Lessons I’ve Learned from the Modeling Industry

I have been a part of the modeling industry ever since I was 15 years old. In the beginning, I had no idea what I was really getting myself wrapped into. It seemed like a fun opportunity to try something new, and what teenage girl would really pass up the opportunity to model? Throughout my time with my agency, I believe that I have faced the lowest of my lows but I have also felt like I was on top of the world. There were parts about it that I loved and other parts that I absolutely despised. At the end of the day, I wouldn’t change the path that I chose but I also wish that certain things had gone differently. I’ve modeled in KC Fashion Week, for Gucci, done more wedding fashion shows than I can count and I truly learned a lot from my agency, designers and other models I’ve met along the way. I’ve grown as a person and made lifelong friendships with some of the people I’ve met. Here are some of my biggest takeaways. 

  1. 1. You will deal with rejection.

    This is quite possibly the biggest lesson I’ve learned. To actually get to the modeling part, you first need to get selected from the casting. There were often times that I would attend castings, show my portfolio and walk for the agents just to get told I wasn’t the right “look” that they had wanted. It was nothing personal — the designer had a vision and they wanted to make it happen. On the other hand, I have had designers tell me that I was the perfect fit. 

     You quickly get comfortable getting told “no” and you learn to pick yourself back up. I have been told “no” for reasons ranging from my height, to my nose, to my knee caps. However, you have to get up and keep trying and putting yourself out there because your next casting might be just the one for you!

  2. 2. Professionalism goes a long way.

    The amount of effort that goes into getting that one shot that you see on magazine covers takes hours of work and an entire team of people. Let’s say that you’ve gone through the casting process and you landed the job. Great! Now you have to attend all the fittings to make sure that the clothing will fit you the way that the designer wants. The day of the actual shoot or show? Expect to be there for at least four hours. 

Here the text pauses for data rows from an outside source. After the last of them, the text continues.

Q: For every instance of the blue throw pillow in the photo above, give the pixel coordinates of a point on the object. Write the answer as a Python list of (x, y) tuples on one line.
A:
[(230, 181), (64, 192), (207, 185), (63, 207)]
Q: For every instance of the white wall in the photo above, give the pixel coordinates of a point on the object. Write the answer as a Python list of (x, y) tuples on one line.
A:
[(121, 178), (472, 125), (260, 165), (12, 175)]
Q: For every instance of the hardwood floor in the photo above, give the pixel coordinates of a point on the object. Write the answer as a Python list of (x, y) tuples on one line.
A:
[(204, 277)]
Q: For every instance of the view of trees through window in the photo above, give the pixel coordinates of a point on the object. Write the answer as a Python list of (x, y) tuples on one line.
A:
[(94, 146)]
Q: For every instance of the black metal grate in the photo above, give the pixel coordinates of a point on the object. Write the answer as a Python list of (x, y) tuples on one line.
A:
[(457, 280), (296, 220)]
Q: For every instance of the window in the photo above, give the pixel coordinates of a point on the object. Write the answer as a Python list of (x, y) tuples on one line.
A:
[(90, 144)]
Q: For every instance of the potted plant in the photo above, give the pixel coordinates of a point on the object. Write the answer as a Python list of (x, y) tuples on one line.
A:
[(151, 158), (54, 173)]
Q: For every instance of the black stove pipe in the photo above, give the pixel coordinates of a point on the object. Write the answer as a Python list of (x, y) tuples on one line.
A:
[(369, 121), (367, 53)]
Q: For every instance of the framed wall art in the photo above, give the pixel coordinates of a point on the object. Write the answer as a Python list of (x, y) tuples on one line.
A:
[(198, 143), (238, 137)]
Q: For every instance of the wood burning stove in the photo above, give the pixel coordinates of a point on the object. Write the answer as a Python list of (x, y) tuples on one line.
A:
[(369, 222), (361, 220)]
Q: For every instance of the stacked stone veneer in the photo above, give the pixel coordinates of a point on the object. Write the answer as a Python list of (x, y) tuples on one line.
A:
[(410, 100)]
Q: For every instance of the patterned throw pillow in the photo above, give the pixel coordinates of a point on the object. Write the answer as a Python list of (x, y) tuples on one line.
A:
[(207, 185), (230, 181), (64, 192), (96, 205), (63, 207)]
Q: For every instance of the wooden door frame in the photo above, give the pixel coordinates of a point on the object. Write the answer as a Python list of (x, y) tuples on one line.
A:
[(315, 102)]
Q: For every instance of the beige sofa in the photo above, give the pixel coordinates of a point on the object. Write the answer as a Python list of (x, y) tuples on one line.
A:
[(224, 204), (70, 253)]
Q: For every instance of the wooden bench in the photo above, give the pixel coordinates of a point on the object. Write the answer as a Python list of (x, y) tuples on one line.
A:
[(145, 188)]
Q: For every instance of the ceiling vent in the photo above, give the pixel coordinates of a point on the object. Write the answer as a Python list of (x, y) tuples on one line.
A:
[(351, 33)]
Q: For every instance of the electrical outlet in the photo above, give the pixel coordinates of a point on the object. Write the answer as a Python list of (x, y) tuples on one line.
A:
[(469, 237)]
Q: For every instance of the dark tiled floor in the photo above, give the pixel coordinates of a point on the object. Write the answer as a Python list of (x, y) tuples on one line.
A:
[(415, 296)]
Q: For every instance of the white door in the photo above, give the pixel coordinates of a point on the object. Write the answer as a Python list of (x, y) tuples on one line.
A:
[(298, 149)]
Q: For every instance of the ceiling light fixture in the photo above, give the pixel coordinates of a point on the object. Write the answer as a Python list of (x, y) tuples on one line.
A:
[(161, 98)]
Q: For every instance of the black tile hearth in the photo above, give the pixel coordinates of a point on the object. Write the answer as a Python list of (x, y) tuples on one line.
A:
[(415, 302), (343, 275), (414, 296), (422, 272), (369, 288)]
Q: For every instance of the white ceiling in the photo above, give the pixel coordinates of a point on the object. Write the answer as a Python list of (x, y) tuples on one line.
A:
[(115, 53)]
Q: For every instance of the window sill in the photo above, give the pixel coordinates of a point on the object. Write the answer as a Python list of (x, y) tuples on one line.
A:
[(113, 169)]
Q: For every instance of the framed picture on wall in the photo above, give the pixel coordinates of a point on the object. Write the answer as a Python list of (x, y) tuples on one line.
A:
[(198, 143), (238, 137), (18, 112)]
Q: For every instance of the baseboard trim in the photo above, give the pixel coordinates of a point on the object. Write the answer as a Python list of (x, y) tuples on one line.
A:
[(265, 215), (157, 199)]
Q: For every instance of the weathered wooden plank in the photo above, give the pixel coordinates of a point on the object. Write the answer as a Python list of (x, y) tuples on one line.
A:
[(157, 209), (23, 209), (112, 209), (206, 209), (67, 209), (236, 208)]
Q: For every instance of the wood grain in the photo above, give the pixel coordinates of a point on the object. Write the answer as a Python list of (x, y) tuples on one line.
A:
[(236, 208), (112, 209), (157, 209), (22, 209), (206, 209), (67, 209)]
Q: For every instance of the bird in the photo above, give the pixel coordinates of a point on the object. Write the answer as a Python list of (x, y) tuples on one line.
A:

     Between hair, makeup, lighting, designers, other models, etc., you interact with so many people. I’ve gotten rehired for gigs and designers before simply for the fact that I was “reliable” and “easy to work with.” On the other hand, I’ve also watched girls be rude to the receptionist or an assistant and get kicked out almost immediately. Making sure you are polite and professional sets you apart from competition and makes people actually want to be around you!

  3. 3. You are more than just a number.

    Throughout my time as a model, I cannot count the number of times that I had to discuss my weight, hip size, height, etc. I had my measurements taken almost weekly and despite already being underweight, I was constantly told I needed to be smaller in order to get hired or if I ever wanted a chance in LA or New York. Because modeling was my job, I always had to make sure that I was ready for a shoot or a show at any time. My life consisted of counting calories in everything, including the gum I was chewing to the minutes I spent on a treadmill trying to burn fat. It was an unhealthy obsession and took me down some very dark roads. It took me a while to understand that the number on the scale did not impact what kind of a person I was or define my worth. 

I genuinely loved the experiences that I was lucky enough to have and the people that I met along the way. I wouldn’t trade it for the world since I truly believe that it helped shape me into the person that I am today. However, it’s important for people to realize that modeling is not all that it seems. At the end of the day, all those models are real people with the same struggles that we all face.